PostgreSQL Slow Count() Workaround
You may also be interested in this. It’s a far more elegant solution, if you only need the entire number of rows in a table.
MySQL zealots tend to point to PostgreSQL’s slow count() as a weakness, however, in the real world, count() isn’t used very often, and if it’s really needed, most good database systems provide a framework for you to build a workaround. The reason MySQL has fast counts, is because, they’re cached. This works in MySQL because MySQL uses serialized INSERTs, but higher grade DBs are transactional, and PostgreSQL uses MVCC, so caching row counts produces inaccurate results.
Here’s an example count() workaround for PostgreSQL, using a combination of PL/PgSQL and TRIGGERs.
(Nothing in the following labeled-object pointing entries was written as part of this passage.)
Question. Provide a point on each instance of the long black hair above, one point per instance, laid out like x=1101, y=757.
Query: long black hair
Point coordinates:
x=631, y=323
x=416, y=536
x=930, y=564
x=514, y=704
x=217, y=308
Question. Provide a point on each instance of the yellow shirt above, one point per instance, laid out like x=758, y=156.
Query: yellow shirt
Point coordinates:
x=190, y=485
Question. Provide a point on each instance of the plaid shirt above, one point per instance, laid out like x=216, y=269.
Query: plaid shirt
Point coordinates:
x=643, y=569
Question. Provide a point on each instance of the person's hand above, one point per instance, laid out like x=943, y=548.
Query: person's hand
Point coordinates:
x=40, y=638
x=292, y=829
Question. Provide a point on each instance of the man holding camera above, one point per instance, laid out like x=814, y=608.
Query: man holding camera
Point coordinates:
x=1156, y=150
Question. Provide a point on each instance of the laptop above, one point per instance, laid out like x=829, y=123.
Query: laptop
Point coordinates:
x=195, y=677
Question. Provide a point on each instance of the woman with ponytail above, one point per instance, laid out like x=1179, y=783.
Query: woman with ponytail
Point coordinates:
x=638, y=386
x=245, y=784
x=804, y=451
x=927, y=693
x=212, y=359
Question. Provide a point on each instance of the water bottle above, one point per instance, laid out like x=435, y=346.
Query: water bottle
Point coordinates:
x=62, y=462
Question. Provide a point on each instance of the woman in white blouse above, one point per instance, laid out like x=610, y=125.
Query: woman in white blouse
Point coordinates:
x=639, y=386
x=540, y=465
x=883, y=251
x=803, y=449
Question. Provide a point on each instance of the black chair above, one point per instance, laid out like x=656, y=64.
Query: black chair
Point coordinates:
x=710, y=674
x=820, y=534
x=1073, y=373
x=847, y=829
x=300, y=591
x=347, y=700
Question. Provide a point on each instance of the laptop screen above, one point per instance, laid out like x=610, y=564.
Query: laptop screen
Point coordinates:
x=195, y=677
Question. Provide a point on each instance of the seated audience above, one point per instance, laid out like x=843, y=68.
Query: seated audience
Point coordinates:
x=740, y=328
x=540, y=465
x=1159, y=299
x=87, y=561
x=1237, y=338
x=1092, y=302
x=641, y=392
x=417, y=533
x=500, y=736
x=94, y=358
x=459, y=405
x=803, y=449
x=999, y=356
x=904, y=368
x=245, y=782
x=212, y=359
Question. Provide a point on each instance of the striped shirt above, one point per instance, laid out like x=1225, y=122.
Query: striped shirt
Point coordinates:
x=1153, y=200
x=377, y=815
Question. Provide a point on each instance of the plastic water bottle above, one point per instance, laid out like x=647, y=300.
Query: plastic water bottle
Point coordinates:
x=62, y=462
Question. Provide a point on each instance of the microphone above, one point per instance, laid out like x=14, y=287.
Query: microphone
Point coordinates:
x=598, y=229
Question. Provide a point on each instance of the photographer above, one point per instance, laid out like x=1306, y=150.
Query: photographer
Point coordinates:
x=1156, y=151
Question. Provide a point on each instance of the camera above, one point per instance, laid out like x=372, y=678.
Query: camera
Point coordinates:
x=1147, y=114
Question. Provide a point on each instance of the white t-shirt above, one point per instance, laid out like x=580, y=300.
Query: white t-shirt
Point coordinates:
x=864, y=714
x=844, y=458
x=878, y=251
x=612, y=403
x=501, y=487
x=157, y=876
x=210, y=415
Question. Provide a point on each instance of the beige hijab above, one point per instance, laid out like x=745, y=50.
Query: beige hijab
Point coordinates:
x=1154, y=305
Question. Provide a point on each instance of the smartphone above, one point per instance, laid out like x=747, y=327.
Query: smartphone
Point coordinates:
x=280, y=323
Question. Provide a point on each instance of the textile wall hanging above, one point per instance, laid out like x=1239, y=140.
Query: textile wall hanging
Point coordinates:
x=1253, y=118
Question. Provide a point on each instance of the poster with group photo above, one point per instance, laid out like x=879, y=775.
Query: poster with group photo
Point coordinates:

You could certainly extend this model, adding more columns to the cached rows table, so you can simulate SELECT count(id) WHERE foo = ‘bar’, although you’d have to add a TRIGGER for UPDATEs.
--- This table will be used as a dummy table,
--- that we wan't to get a count() from.
CREATE TABLE tbl1 (
id INTEGER
);
--- This table is where the cached counts will be stored
CREATE TABLE tbl1_num_rows (
num_rows INTEGER NOT NULL
);
--- Function to update the count in tbl1_num_rows,
--- on an INSERT
CREATE OR REPLACE FUNCTION tbl1_up_rows_insert ()
RETURNS TRIGGER AS $$
DECLARE
row RECORD;
BEGIN
--- Auto-add record
SELECT INTO row num_rows FROM tbl1_num_rows;
IF NOT FOUND THEN
INSERT INTO tbl1_num_rows VALUES (0);
END IF;
UPDATE tbl1_num_rows SET num_rows =
((SELECT num_rows FROM tbl1_num_rows) + 1);
RETURN NEW;
END;
$$ LANGUAGE plpgsql;
--- Function to update the count in tbl1_num_rows,
--- on a DELETE
CREATE OR REPLACE FUNCTION tbl1_up_rows_delete ()
RETURNS TRIGGER AS $$
DECLARE
row RECORD;
BEGIN
--- Auto-add record
SELECT INTO row num_rows FROM tbl1_num_rows;
IF NOT FOUND THEN
INSERT INTO tbl1_num_rows VALUES (0);
ELSE
IF row.num_rows > 0 THEN
UPDATE tbl1_num_rows SET num_rows =
((SELECT num_rows FROM tbl1_num_rows) - 1);
END IF;
END IF;
RETURN NEW;
END;
$$ LANGUAGE plpgsql;
--- Add the TRIGGERS to tbl1
CREATE TRIGGER tbl1_up_rows_on_insert AFTER INSERT ON tbl1 FOR EACH ROW
EXECUTE PROCEDURE tbl1_up_rows_insert();
CREATE TRIGGER tbl1_up_rows_on_delete AFTER DELETE ON tbl1 FOR EACH ROW
EXECUTE PROCEDURE tbl1_up_rows_delete();

December 20th, 2007 at 5:37 am
Hi! I’m currently learning PL/PGSQL for the very same issue as well. It should be possible to reduce your code into one function by making use of the variable TG_OP which is on of INSERT, UPDATE or DELETE (depending on your create function definition):
IF TG_OP = ‘INSERT’ THEN
… do the insert stuff
ELSE
… do the delete stuff
END IF;
Furthermore in your delete function, you’re fetching the row record twice. You could use the first row record to determine whether num_rows is already at 0 (if found) and then skipping the update statement at all. Thereby the second select into row statement wouldn’t be needed:
SELECT INTO row num_rows …
IF NOT FOUND THEN
INSERT …
ELSE
IF row.num_rows > 0 THEN
UPDATE tbl1_num_rows SET num_rows = ((SELECT …
END IF;
END IF;
Yours,
Lars
December 20th, 2007 at 10:19 am
Thanks for the suggestions, I cleaned up the delete function! Like I said in the post, it’s merely an example. I wrote the entire thing in like 10 minutes
If I was writing this for an actual production database, I would certainly clean it up.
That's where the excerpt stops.